A gathering of original Atlas branded hollow tube resistors. Also visible are freshly installed ceramic capacitors that replaced the original oil filled units.

     The deposit spirals around the ceramic tube a certain number of times. This makes it into an inductor of sorts. Now, in all reality, any inductance would be negligible and it would probably have almost no impact on tone. It's just something to think about.

Potentiometers

     One of the most common signs of a worn or dirty potentiometer is a scratchy static filled sound when the volume and control knobs are turned. This happens because of poor contact between the internal wiper and the resistive element inside the potentiometer. Sometimes the wiper and/or the resistive element is worn thin or the metal surfaces are corroded. Perhaps the entire mechanism is dirty from outside elements seeping. Grains of dirty are preventing good contact.

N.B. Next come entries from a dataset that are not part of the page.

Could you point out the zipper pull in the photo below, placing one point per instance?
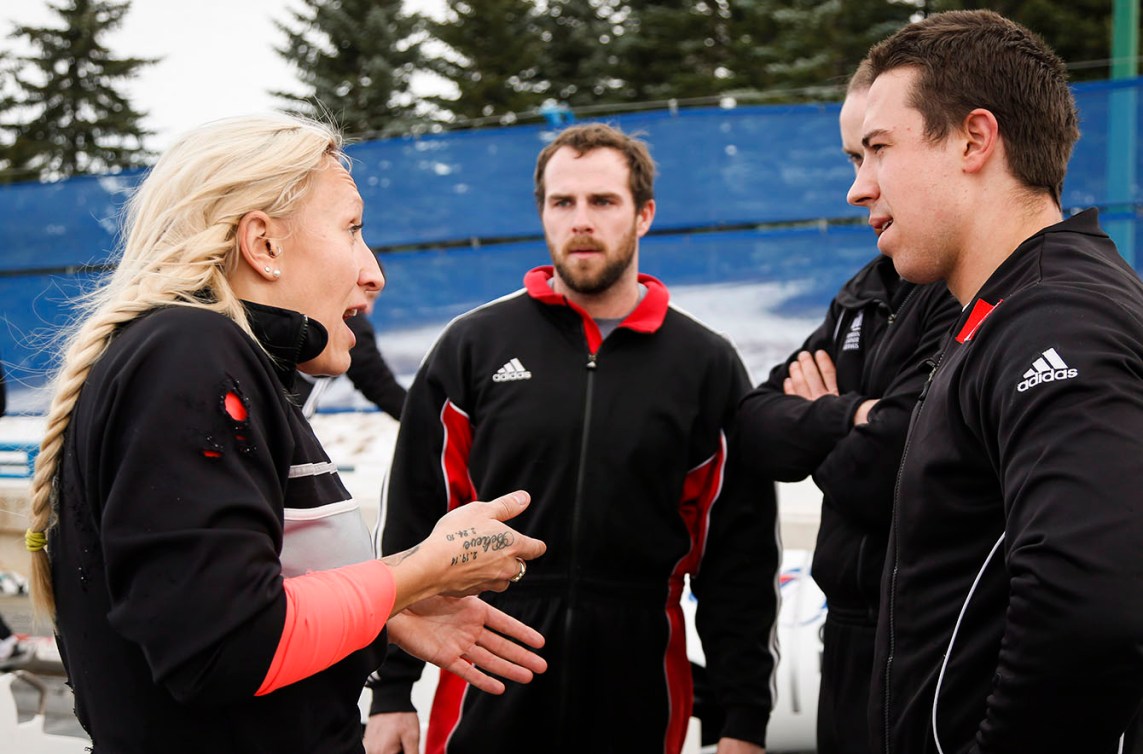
(932, 368)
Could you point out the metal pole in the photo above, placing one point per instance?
(1122, 119)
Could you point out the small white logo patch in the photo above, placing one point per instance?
(1048, 368)
(511, 371)
(853, 337)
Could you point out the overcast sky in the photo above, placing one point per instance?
(218, 56)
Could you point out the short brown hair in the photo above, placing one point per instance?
(978, 58)
(586, 137)
(862, 78)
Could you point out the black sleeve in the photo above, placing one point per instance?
(786, 436)
(369, 373)
(860, 473)
(735, 583)
(192, 457)
(1068, 452)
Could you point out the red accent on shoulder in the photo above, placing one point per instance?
(446, 712)
(234, 407)
(981, 310)
(455, 455)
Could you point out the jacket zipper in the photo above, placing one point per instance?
(896, 561)
(576, 523)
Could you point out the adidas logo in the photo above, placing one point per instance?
(1048, 368)
(511, 371)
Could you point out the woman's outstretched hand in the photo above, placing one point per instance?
(470, 550)
(466, 635)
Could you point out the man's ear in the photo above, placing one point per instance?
(255, 245)
(644, 218)
(981, 133)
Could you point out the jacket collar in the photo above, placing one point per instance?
(289, 337)
(647, 315)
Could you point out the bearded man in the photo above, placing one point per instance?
(588, 388)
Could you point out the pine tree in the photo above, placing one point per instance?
(1079, 31)
(797, 50)
(356, 59)
(580, 58)
(678, 49)
(493, 58)
(65, 114)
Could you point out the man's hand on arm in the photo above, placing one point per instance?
(812, 376)
(392, 732)
(737, 746)
(466, 635)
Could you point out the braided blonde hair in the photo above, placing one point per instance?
(180, 243)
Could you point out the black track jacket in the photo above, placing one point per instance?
(622, 446)
(879, 331)
(1023, 470)
(189, 487)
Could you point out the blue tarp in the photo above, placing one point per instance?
(720, 170)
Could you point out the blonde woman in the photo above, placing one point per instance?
(212, 580)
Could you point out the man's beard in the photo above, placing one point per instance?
(591, 283)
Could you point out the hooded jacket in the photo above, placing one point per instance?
(1012, 618)
(622, 443)
(881, 334)
(190, 486)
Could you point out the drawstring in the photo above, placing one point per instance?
(940, 679)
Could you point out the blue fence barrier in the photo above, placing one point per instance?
(454, 216)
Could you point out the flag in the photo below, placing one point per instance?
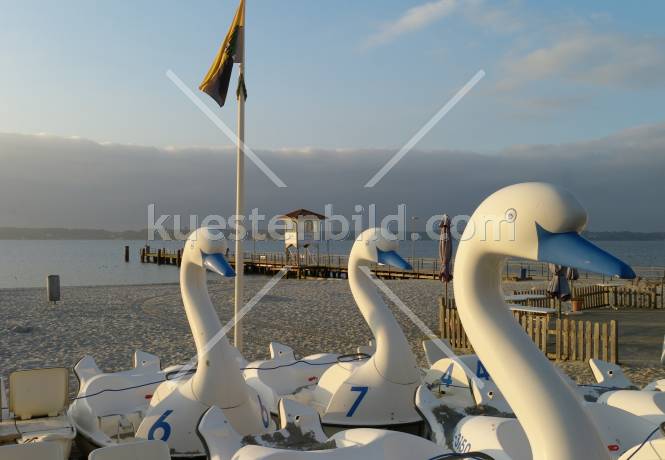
(216, 81)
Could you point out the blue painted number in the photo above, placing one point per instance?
(164, 425)
(447, 377)
(362, 391)
(481, 372)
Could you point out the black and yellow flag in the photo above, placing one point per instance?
(216, 82)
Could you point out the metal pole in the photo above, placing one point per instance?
(413, 240)
(240, 204)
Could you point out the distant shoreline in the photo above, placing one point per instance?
(67, 234)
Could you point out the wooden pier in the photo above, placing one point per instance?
(308, 265)
(321, 266)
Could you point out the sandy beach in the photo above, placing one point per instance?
(110, 322)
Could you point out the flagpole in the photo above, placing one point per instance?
(240, 205)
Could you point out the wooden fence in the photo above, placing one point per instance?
(559, 339)
(594, 296)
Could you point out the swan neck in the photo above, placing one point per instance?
(555, 422)
(393, 357)
(217, 380)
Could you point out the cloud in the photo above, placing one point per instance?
(487, 15)
(58, 182)
(504, 19)
(413, 19)
(606, 60)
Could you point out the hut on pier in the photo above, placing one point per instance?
(303, 233)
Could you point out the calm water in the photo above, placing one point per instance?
(87, 263)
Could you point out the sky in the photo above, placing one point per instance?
(345, 81)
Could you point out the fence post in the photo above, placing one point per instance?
(573, 340)
(614, 342)
(604, 341)
(596, 340)
(558, 340)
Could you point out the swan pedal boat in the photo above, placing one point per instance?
(109, 407)
(533, 221)
(34, 424)
(301, 437)
(177, 397)
(373, 392)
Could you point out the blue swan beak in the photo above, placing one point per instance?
(572, 250)
(393, 259)
(218, 264)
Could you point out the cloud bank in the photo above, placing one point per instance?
(50, 181)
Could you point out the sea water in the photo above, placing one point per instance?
(26, 263)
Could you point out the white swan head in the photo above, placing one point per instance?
(539, 221)
(206, 248)
(378, 246)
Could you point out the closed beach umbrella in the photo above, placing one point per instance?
(445, 250)
(445, 253)
(572, 274)
(558, 287)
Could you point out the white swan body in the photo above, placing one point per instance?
(177, 405)
(284, 374)
(534, 221)
(110, 406)
(301, 437)
(377, 391)
(374, 390)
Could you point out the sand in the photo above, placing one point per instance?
(110, 322)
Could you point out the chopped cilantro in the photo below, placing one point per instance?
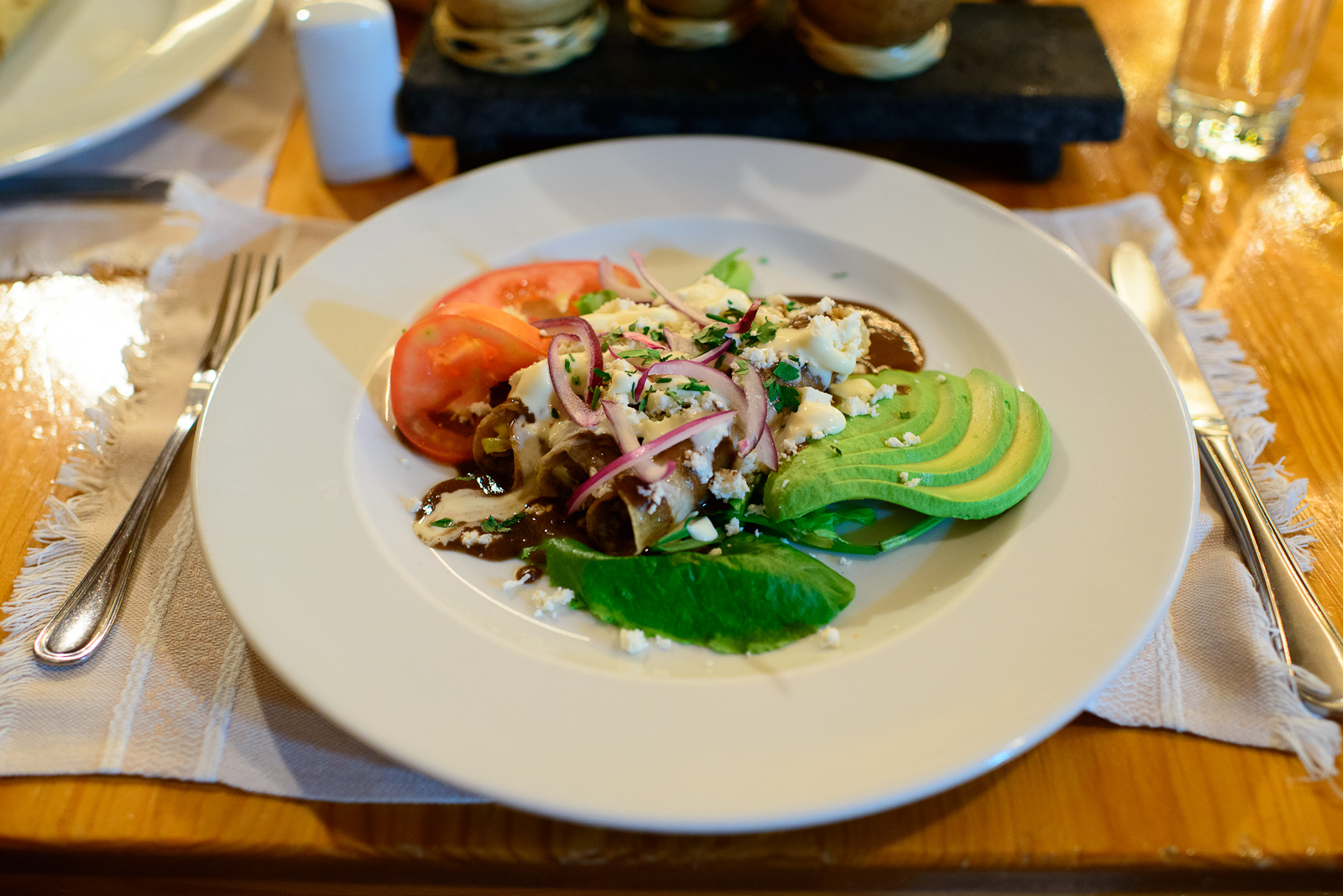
(492, 524)
(734, 271)
(783, 396)
(711, 337)
(760, 333)
(590, 302)
(644, 354)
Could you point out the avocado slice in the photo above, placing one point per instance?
(1017, 471)
(913, 411)
(993, 405)
(938, 412)
(806, 483)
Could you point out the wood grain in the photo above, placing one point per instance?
(1094, 806)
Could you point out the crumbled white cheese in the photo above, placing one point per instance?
(702, 530)
(729, 484)
(856, 407)
(814, 418)
(700, 463)
(656, 492)
(470, 538)
(633, 642)
(550, 600)
(633, 317)
(760, 357)
(854, 389)
(532, 387)
(712, 295)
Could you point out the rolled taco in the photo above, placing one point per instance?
(626, 515)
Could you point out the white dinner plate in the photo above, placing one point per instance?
(87, 70)
(959, 652)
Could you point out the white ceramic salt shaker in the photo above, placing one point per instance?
(351, 69)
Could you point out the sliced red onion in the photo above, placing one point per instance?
(745, 324)
(752, 404)
(713, 354)
(718, 380)
(646, 450)
(767, 452)
(678, 344)
(581, 409)
(755, 416)
(606, 273)
(649, 471)
(640, 337)
(668, 295)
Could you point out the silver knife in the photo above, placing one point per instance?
(29, 188)
(1309, 640)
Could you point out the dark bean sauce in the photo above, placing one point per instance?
(893, 345)
(544, 518)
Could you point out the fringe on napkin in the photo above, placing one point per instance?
(1092, 232)
(53, 565)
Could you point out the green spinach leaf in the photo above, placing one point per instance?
(734, 271)
(756, 596)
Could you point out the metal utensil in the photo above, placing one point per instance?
(85, 618)
(1307, 638)
(84, 187)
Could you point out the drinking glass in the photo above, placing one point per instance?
(1239, 76)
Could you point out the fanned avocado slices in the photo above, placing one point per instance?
(980, 451)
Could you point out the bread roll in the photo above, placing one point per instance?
(15, 16)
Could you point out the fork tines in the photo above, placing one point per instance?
(243, 293)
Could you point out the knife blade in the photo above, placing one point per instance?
(1307, 638)
(84, 187)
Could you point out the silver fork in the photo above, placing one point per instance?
(85, 618)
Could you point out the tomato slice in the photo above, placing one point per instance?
(537, 291)
(447, 361)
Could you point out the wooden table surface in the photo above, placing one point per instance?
(1094, 806)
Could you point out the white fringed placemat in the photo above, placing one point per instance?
(176, 692)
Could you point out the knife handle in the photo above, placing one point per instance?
(1309, 638)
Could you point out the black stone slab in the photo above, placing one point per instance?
(1032, 78)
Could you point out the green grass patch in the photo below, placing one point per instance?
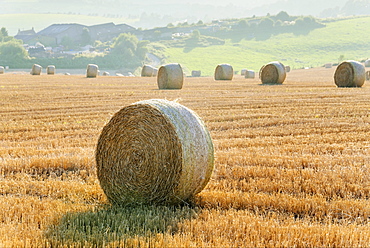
(324, 45)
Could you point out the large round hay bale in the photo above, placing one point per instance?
(273, 73)
(350, 73)
(50, 70)
(170, 76)
(36, 69)
(196, 73)
(92, 70)
(224, 72)
(249, 74)
(147, 71)
(154, 152)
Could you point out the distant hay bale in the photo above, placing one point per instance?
(350, 73)
(249, 74)
(224, 72)
(36, 69)
(367, 63)
(170, 76)
(273, 73)
(148, 71)
(92, 70)
(196, 73)
(50, 70)
(328, 65)
(154, 152)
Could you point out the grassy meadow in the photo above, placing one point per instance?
(292, 164)
(346, 38)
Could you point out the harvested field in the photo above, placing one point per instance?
(292, 164)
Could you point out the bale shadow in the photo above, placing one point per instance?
(117, 224)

     Replacing a potentiometer could be difficult due to the intricate wiring and connections to the part. It is possible in some cases to clean the potentiometer. Several good commercial cleaners are available. This would avoid the need to desolder and snip connections. However, in some cases, the potentiometer may be beyond rescue and it's time for a replacement. Both log and linear taper potentiometers were used in the amps. Check the back of the potentiometer. There will be a letter designation which indicates the type of taper.

Two potentiometers are shown installed side by side. The unit on the left is a tone control knob and the unit on the right is a volume control knob. Note the letter designations appended to the potentiometer value.

     The letter A denotes a logarithmic (or "log" or "audio") taper and the letter B denotes a linear taper.

     Be sure to use the same taper style when replacing the potentiometer, especially for the volume control. Volume controls typically use a log taper. Installing a linear taper would theoretically work too but manipulating the knob for the right volume level would be difficult. A log taper control would allow lots of rotational adjustment for a small amount of adjustment in the "low" positions. Using a linear taper potentiometer would result in very dramatic changes with minimal physical adjustment. The control would be very sensitive.